随筆家 大村しげの記憶を辿って かつて、京都の「おばんざい」を全国に広めたお一人、随筆家の大村しげさんをご存じでしょうか。彼女の生誕100年となる今年、書き残された足跡を訪ねて、生粋の京女が認めた京都の名店や名品をご紹介します。
記事一覧はこちら>> 京都を旅するにあたり、京都ならではの場所や味に出会うために、私たちはなにを拠り所とすればよいのでしょうか。京都の情報を多数書き残した、随筆家・大村しげさんの記憶は、まさに京都を深く知るための確かな道しるべ。今回も彼女にまつわる名店を辿ります。
大村しげ
1918年、京都の仕出し屋の娘として生まれる。1950年前後から文筆をはじめ、1964年に秋山十三子さん、平山千鶴さんとともに朝日新聞京都版にて京都の家庭料理や歳時記を紹介する連載「おばんざい」を開始。これをきっかけに、おばんざいが知れ渡り、大村しげさんも広く知られるようになる。以来、雑誌や著書で料理、歴史、工芸など、幅広く京都の文化について、独特の京ことばで書き残した。1990年代に車いす生活となったのを機にバリ島へ移住。1999年、バリ島で逝去。 撮影/土村清治10月の楽しみといえば栗のお菓子
「わたしはいまでも甘いもんはきらいで、お菓子は大好きというから、笑われる。それでも、ほんまのお菓子は、甘さを殺して、殺して作ってあるので、少しも甘いことはない」(『美味しいもんばなし』鎌倉書房)。
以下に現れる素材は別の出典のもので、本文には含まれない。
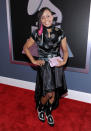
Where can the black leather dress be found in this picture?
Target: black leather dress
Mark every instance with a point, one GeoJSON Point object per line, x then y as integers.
{"type": "Point", "coordinates": [49, 78]}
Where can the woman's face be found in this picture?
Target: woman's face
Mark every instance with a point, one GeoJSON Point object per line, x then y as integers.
{"type": "Point", "coordinates": [47, 18]}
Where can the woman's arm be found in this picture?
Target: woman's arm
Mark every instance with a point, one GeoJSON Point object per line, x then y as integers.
{"type": "Point", "coordinates": [65, 52]}
{"type": "Point", "coordinates": [26, 47]}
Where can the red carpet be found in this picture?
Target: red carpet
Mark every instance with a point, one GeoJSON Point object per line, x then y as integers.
{"type": "Point", "coordinates": [18, 113]}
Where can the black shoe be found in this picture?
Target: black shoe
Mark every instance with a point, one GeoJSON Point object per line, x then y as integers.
{"type": "Point", "coordinates": [49, 117]}
{"type": "Point", "coordinates": [40, 111]}
{"type": "Point", "coordinates": [50, 120]}
{"type": "Point", "coordinates": [41, 115]}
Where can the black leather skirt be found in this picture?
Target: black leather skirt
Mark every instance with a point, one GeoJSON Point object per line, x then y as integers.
{"type": "Point", "coordinates": [50, 79]}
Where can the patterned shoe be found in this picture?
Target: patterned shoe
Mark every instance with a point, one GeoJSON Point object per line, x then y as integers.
{"type": "Point", "coordinates": [41, 115]}
{"type": "Point", "coordinates": [50, 120]}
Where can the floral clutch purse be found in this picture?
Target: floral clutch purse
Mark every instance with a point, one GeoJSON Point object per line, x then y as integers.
{"type": "Point", "coordinates": [53, 61]}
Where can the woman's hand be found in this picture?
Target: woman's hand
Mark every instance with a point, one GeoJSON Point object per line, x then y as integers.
{"type": "Point", "coordinates": [60, 63]}
{"type": "Point", "coordinates": [38, 62]}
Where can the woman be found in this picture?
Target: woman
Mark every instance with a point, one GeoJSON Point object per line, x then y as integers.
{"type": "Point", "coordinates": [50, 82]}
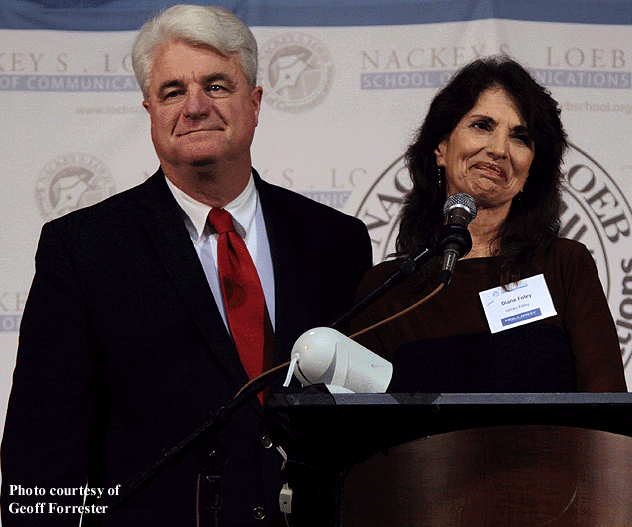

京都の数々の銘菓を紹介した大村しげさんは、こんな言葉を残しました。当時の彼女を知る方々に話を聞くと、ただ甘いだけでなく良質な素材と味付けのバランスを計算したお菓子がお好みだったようです。
そんな彼女が秋の味覚として楽しみにしていたのが嘯月(しょうげつ)の栗きんとんです。
静かな住宅街にある嘯月。地方からのお客様も多いようで、タクシーに乗った方たちが次々とこちらを訪れます。大村さんは「十月に栗が甘うなったら嘯月の栗きんとんをいただこう」(『美味しいもんばなし』)と書いたほか、著書『冬の台所』(冬樹社)では、八百屋さんの店頭で丹波の栗を見ると嘯月の栗きんとんが目の前にちらつくと記述しています。